One type of vehicle damper and seal system that is currently under continuous development is a monotube type damper. In a monotube type damper, a second reserve tube is not necessary. Instead, a second “floating piston” is provided within the first tube and is located below the working piston. The floating piston divides a working chamber of the monotube that is filled with hydraulic fluid from a lower chamber that can be filled with gas or other easily expandable/contractible fluid. The working piston is connected to a piston rod and moves with respect to the monotube structure by passing through a sealing structure/system located at an upper end of the working chamber above the working piston, similar to the system described above with respect to a dual chamber damper.

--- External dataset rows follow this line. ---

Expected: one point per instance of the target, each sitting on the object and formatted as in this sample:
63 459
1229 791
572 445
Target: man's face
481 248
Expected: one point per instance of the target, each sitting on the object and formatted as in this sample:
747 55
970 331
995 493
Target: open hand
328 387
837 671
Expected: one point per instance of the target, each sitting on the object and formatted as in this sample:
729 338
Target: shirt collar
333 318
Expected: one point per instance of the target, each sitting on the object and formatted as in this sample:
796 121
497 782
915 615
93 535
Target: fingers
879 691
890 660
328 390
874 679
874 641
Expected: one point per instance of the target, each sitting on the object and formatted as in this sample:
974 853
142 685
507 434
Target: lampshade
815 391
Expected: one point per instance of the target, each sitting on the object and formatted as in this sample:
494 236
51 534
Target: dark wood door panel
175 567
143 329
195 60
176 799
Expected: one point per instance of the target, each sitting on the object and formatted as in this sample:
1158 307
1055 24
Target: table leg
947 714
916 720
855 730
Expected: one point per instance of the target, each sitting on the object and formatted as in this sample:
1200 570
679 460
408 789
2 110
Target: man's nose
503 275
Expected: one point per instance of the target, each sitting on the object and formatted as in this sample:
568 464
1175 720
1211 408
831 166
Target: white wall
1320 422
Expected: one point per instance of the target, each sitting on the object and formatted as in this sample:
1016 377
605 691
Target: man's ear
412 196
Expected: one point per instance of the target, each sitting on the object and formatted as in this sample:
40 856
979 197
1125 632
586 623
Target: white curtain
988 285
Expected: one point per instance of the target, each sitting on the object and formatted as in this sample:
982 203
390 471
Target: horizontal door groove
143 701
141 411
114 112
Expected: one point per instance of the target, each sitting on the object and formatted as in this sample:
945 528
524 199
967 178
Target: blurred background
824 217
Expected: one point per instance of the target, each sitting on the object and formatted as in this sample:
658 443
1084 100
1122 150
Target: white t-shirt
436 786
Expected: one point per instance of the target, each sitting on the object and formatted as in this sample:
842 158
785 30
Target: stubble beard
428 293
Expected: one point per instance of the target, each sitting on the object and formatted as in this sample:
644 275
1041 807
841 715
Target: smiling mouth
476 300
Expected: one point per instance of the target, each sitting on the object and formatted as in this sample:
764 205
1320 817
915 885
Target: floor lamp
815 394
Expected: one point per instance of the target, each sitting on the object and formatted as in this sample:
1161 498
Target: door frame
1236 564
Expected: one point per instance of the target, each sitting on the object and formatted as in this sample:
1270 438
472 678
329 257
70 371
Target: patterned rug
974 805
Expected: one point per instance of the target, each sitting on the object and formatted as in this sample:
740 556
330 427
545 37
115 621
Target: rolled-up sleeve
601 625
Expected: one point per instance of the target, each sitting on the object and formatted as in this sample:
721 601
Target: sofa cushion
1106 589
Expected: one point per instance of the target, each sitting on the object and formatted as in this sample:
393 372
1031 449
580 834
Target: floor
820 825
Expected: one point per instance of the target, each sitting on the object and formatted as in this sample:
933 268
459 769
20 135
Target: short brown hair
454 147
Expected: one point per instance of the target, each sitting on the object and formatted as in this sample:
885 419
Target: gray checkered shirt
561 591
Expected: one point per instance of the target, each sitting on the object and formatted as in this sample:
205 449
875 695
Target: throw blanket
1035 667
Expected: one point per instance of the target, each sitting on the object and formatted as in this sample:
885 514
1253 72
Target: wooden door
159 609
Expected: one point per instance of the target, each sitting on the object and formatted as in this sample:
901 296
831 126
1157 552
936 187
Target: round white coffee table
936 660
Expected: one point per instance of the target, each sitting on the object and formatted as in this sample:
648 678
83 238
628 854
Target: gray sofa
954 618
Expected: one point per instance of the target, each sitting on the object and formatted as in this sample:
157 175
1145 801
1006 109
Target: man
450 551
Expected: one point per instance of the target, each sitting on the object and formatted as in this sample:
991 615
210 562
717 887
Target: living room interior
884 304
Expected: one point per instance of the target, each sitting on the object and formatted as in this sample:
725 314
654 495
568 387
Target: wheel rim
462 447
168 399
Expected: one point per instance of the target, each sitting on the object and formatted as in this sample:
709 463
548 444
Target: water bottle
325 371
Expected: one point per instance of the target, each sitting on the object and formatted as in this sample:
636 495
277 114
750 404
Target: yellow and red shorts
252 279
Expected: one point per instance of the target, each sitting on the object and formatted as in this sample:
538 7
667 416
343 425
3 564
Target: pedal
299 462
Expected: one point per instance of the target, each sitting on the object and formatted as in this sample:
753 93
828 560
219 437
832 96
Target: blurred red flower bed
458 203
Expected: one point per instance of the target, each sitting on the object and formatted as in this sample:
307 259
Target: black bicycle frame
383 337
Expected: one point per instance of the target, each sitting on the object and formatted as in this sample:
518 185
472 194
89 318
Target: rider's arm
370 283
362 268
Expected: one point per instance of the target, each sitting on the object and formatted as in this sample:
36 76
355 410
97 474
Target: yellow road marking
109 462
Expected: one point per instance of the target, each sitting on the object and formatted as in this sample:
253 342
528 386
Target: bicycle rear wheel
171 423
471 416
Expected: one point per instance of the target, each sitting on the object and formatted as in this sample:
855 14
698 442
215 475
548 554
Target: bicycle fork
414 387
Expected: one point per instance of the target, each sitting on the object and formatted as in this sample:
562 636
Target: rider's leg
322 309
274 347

A typical monotube damper seal system is shown in FIG. 2A in which a seal system includes an aluminum rod guide 910 connected to an end of a single steel tube 972. The outer portion of the rod guide 910 is sealed with a surface of the inner tube wall 972b by O-rings 917 that prevent hydraulic fluid 902 from escaping. Likewise, the inner through hole 911 of the rod guide is sealed at the juncture between the rod guide 910 and the piston rod 941 by a lower inner seal 930. A lock ring 936 is press fit into an opening in the lower surface 915 of the rod guide 910 to lock the lower inner seal 930 to the rod guide 910. The rod guide 910 can be locked with respect to the tube 972 via a clinch ring indent in the tube 972 that corresponds to an indent in the rod guide 910.
The top surface 912 of the rod guide 910 is surrounded by a wall of the bordering tube 972 that extends beyond the rod guide 910 and forms a cup with the top surface 912 of the rod guide. This “cup” shaped portion tends to trap water 980 and other dirt and debris 981 at the top of the rod guide 910.

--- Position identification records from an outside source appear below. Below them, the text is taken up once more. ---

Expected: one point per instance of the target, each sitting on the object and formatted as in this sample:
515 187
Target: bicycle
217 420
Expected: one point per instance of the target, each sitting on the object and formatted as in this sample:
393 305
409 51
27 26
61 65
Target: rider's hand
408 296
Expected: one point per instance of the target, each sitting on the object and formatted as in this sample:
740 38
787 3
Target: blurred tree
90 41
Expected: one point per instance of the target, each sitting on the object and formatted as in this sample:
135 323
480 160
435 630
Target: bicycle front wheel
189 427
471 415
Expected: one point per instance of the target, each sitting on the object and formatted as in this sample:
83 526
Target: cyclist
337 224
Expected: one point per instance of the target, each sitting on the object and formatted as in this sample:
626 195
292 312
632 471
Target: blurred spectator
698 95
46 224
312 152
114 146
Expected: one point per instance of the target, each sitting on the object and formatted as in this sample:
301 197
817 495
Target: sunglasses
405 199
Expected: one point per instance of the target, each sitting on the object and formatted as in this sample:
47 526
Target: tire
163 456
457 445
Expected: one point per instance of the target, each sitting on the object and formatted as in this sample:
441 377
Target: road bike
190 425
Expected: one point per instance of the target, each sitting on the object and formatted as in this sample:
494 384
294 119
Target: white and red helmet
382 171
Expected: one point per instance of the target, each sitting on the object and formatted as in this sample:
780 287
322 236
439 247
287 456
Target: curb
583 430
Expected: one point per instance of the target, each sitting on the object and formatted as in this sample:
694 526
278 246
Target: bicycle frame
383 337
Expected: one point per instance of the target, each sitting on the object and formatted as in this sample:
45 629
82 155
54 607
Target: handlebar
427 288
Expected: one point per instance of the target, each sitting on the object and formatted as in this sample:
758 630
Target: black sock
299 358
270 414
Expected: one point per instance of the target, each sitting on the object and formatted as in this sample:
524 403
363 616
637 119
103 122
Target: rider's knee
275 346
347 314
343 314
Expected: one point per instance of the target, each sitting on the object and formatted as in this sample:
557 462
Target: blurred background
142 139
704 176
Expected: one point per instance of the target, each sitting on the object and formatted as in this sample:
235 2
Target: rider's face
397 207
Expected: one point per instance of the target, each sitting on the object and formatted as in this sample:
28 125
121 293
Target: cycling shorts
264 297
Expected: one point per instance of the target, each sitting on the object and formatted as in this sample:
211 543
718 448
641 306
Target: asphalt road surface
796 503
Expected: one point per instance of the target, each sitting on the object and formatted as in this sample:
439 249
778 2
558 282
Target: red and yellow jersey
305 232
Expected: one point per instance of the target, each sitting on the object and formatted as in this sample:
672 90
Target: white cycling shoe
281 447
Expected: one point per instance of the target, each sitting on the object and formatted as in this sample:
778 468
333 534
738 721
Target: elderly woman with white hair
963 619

As shown in FIG. 3, the water 980 and debris 981 that are trapped by the tube wall 972 and rod guide 910 at the top of the damper 900 can result in a break down of the seal system between the rod guide 910 and either the tube 972 or the piston rod 941. The break down occurs when the water 980 and/or debris 981 get in between either the piston rod 941 and rod guide 910 or the rod guide 910 and inner surface 972b of the tube 972. The water 980 and/or debris 981 cause the O-ring(s) 917 and/or lower inner seal 930 to deteriorate, resulting in water, debris or hydraulic fluid either entering into the working piston chamber or escaping from the working piston chamber. Over time, this defect can cause deterioration of performance in the damper 900 and possibly failure of the damper 900.
In some monotube dampers the rod guide 910 is made from aluminum (that can be anodized) while the tube 972 is made from steel (which can be galvanized). Thus, at the juncture between these two structures, galvanic corrosion can also occur, which can cause poor performance or failure of the damper sealing system. For example, galvanic corrosion between the rod guide and the piston rod or between rod guide and the damper tube can result in free play and relative movement between the parts, causing unwanted noise and further deterioration and loss of structural integrity for the damper 900.
Thus, there has been a long felt need to improve the sealing system in monotube and other types of dampers, to avoid corrosion and deterioration of the seal system, to improve or broaden the tolerance requirements for the parts that make up dampers, and to improve the overall performance and manufacturability of dampers in general.